Significant resources have been devoted to testing that hypothesis. Epacadostat is in dozens of studies, while IDO inhibitors from NewLink Genetics, Bristol-Myers Squib, and Eli Lilly & Co. are also advancing. At one point, analysts forecast multi-billion-dollar sales for epacadostat.
Meanwhile, biotech companies focused on IDO continue to emerge; just last month, Tempest Therapeutics secured $70 million in funding to support its IDO inhibitors.

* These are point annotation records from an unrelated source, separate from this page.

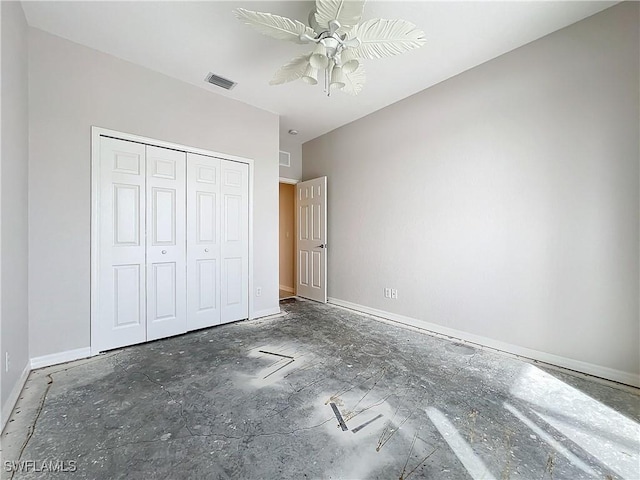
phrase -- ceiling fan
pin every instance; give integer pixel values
(340, 39)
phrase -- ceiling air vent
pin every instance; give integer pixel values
(214, 79)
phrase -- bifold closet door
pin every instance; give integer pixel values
(234, 249)
(121, 306)
(203, 241)
(166, 242)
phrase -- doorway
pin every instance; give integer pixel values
(287, 240)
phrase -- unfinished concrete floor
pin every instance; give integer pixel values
(253, 400)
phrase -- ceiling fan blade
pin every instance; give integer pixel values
(354, 81)
(384, 38)
(291, 71)
(274, 26)
(347, 12)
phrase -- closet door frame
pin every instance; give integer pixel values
(96, 134)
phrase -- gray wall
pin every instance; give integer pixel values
(295, 149)
(13, 202)
(72, 88)
(502, 202)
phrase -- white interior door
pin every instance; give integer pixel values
(234, 284)
(203, 241)
(166, 242)
(121, 245)
(311, 238)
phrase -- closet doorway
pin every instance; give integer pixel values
(287, 239)
(170, 239)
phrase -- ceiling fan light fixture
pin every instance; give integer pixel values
(319, 57)
(337, 78)
(340, 41)
(350, 66)
(310, 75)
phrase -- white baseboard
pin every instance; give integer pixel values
(61, 357)
(265, 313)
(619, 376)
(7, 408)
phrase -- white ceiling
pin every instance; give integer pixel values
(186, 40)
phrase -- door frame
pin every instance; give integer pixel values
(96, 133)
(294, 182)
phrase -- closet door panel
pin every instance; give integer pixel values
(166, 242)
(203, 241)
(121, 296)
(234, 244)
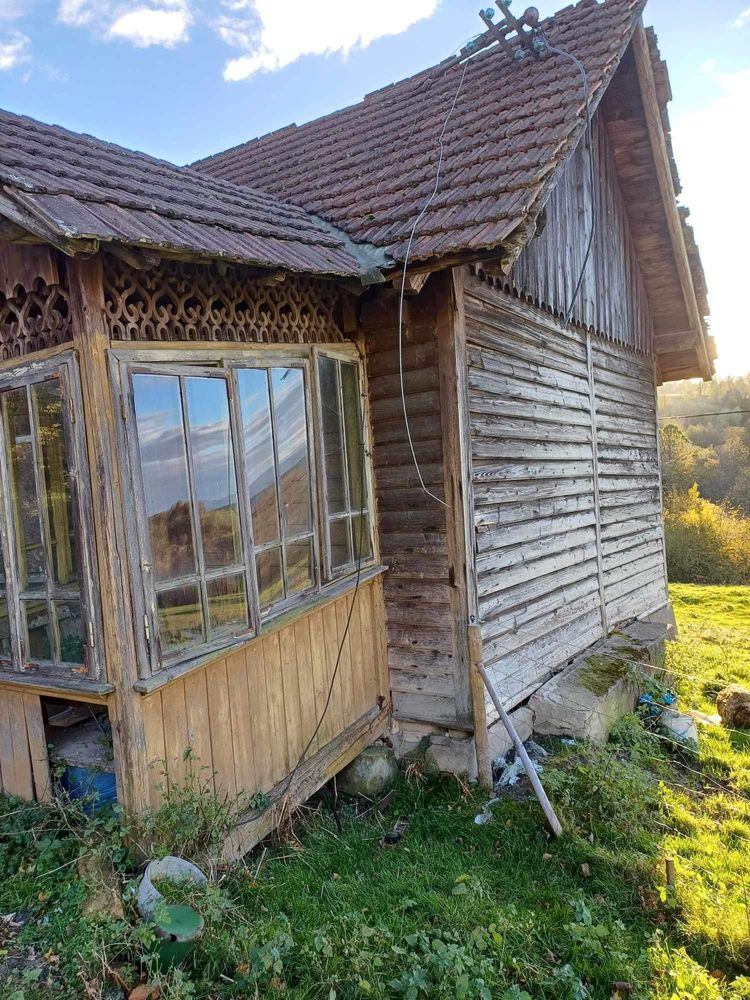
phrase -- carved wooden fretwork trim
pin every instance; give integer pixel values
(189, 302)
(33, 318)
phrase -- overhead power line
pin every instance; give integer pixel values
(691, 416)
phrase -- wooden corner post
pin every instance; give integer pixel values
(91, 341)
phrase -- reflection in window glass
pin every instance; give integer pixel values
(270, 582)
(44, 518)
(260, 464)
(180, 617)
(70, 631)
(48, 407)
(227, 603)
(214, 479)
(333, 444)
(273, 406)
(349, 533)
(163, 456)
(37, 628)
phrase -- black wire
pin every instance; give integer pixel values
(592, 170)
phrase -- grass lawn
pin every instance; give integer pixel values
(455, 909)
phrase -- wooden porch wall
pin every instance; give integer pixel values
(546, 419)
(428, 682)
(612, 300)
(248, 716)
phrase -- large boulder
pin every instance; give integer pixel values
(733, 704)
(370, 775)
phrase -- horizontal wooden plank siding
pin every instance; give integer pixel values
(412, 525)
(547, 418)
(632, 524)
(248, 716)
(612, 300)
(533, 475)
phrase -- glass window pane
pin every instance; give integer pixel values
(37, 628)
(299, 566)
(290, 418)
(48, 407)
(270, 584)
(340, 550)
(70, 632)
(214, 477)
(361, 537)
(354, 442)
(227, 604)
(5, 647)
(161, 446)
(332, 440)
(31, 556)
(260, 466)
(180, 617)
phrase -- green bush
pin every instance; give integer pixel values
(707, 543)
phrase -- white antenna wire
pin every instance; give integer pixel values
(403, 287)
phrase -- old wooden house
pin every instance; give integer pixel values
(220, 519)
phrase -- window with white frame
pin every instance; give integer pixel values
(48, 617)
(252, 488)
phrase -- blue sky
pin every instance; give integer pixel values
(184, 78)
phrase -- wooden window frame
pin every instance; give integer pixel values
(349, 355)
(63, 367)
(223, 360)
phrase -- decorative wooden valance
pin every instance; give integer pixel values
(194, 302)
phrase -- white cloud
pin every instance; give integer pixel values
(15, 50)
(272, 38)
(153, 22)
(713, 150)
(144, 27)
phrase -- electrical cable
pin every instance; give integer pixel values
(691, 416)
(409, 245)
(592, 169)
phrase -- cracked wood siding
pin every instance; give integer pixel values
(427, 682)
(533, 465)
(612, 301)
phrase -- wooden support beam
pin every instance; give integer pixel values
(658, 141)
(91, 341)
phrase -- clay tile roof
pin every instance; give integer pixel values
(68, 187)
(370, 168)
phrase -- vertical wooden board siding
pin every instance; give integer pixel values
(308, 713)
(259, 722)
(220, 715)
(241, 716)
(320, 676)
(632, 534)
(413, 526)
(176, 739)
(198, 727)
(156, 752)
(276, 710)
(37, 747)
(613, 299)
(294, 735)
(533, 481)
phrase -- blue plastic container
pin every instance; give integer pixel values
(86, 782)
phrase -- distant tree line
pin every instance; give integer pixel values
(705, 455)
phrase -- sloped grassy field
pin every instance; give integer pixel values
(456, 910)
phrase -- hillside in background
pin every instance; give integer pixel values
(705, 456)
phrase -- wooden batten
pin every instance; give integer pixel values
(91, 341)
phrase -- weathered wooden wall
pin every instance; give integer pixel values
(562, 423)
(24, 766)
(248, 715)
(427, 683)
(612, 300)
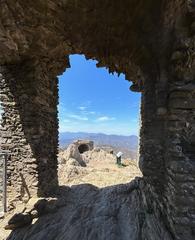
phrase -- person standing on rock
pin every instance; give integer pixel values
(118, 158)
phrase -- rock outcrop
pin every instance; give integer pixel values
(114, 213)
(152, 42)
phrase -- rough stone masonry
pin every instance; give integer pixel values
(151, 42)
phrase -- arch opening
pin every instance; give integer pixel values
(97, 108)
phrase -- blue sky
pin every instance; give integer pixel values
(92, 100)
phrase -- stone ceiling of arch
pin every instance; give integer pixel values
(119, 34)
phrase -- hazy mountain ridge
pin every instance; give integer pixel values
(127, 144)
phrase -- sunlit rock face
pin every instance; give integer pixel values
(152, 43)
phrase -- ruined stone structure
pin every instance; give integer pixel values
(151, 42)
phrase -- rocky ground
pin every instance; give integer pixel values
(97, 167)
(91, 203)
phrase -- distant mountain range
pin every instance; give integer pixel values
(127, 144)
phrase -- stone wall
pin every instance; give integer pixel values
(1, 184)
(29, 128)
(151, 42)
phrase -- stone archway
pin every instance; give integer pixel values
(151, 42)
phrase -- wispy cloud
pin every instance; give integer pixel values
(105, 118)
(78, 117)
(82, 108)
(66, 120)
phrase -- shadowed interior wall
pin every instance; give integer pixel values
(152, 43)
(29, 128)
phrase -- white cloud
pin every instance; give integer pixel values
(82, 108)
(78, 117)
(105, 118)
(66, 120)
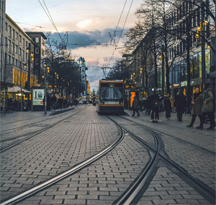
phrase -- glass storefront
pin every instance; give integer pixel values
(179, 69)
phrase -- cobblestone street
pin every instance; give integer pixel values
(36, 148)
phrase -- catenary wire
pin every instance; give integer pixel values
(50, 20)
(121, 33)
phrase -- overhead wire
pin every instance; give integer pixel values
(50, 17)
(52, 20)
(121, 32)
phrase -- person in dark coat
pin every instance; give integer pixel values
(208, 106)
(167, 105)
(135, 106)
(180, 104)
(53, 101)
(154, 102)
(197, 102)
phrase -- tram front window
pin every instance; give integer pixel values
(111, 94)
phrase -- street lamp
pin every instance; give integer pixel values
(30, 58)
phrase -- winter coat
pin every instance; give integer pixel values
(197, 107)
(208, 98)
(172, 102)
(135, 104)
(167, 103)
(152, 98)
(180, 101)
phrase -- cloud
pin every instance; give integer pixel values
(89, 38)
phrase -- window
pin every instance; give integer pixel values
(13, 33)
(36, 40)
(13, 48)
(9, 46)
(10, 31)
(36, 50)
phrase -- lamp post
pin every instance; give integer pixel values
(30, 58)
(201, 30)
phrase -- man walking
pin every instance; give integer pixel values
(167, 106)
(180, 104)
(135, 106)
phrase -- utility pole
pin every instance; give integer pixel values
(29, 66)
(163, 70)
(45, 99)
(203, 49)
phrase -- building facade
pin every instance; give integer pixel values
(19, 55)
(2, 38)
(40, 52)
(82, 67)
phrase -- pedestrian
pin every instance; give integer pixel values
(180, 104)
(197, 102)
(208, 107)
(167, 106)
(154, 101)
(135, 106)
(53, 101)
(172, 102)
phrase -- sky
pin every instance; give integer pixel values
(88, 23)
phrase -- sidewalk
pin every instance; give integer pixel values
(23, 115)
(186, 119)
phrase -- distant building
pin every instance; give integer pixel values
(82, 66)
(40, 51)
(2, 37)
(16, 57)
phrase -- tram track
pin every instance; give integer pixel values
(76, 168)
(30, 135)
(27, 125)
(176, 138)
(135, 191)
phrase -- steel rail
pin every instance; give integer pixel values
(20, 127)
(129, 195)
(13, 144)
(180, 140)
(75, 169)
(206, 191)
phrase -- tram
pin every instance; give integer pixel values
(110, 96)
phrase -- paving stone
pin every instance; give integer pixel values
(170, 196)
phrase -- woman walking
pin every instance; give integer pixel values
(208, 107)
(154, 99)
(197, 102)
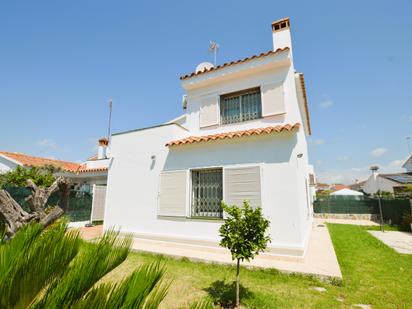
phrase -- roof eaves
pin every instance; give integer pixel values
(227, 64)
(148, 128)
(235, 134)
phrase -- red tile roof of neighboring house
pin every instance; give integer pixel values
(32, 161)
(271, 52)
(29, 161)
(84, 169)
(236, 134)
(338, 187)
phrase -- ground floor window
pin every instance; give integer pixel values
(207, 193)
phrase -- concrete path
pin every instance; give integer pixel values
(347, 221)
(399, 241)
(320, 259)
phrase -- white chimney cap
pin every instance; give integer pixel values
(204, 66)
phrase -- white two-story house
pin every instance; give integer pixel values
(243, 136)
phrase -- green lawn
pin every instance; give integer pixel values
(372, 274)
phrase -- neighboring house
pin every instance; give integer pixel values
(320, 187)
(358, 185)
(243, 137)
(338, 186)
(392, 183)
(347, 193)
(89, 176)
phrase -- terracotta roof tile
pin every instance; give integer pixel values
(271, 52)
(84, 169)
(236, 134)
(32, 161)
(29, 161)
(305, 98)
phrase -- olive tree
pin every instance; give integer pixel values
(244, 234)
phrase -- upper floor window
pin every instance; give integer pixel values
(240, 106)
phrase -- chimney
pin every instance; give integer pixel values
(281, 34)
(102, 149)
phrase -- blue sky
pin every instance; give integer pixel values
(60, 62)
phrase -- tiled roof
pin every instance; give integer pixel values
(305, 98)
(236, 134)
(84, 169)
(29, 161)
(402, 178)
(271, 52)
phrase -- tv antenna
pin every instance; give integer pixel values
(213, 47)
(110, 118)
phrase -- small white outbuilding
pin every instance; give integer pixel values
(347, 192)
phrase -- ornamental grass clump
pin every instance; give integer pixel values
(52, 268)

The failure of the epacadostat-Keytruda trial has cast a shadow over all of those programs, especially since melanoma is considered the most likely tumor type to benefit from such combinations. Following the news, Incyte’s stock fell by more than 20%; NewLink saw its stock price tumble by roughly 45%.
Incyte CEO Hervé Hoppenot acknowledged that the disappointing result “has a negative impact on the probability of success” for other studies of epacadostat. Cowen stock analyst Eric Schmidt told investors that he hopes Incyte will “dramatically reduce, if not eliminate” its research budget for epacadostat.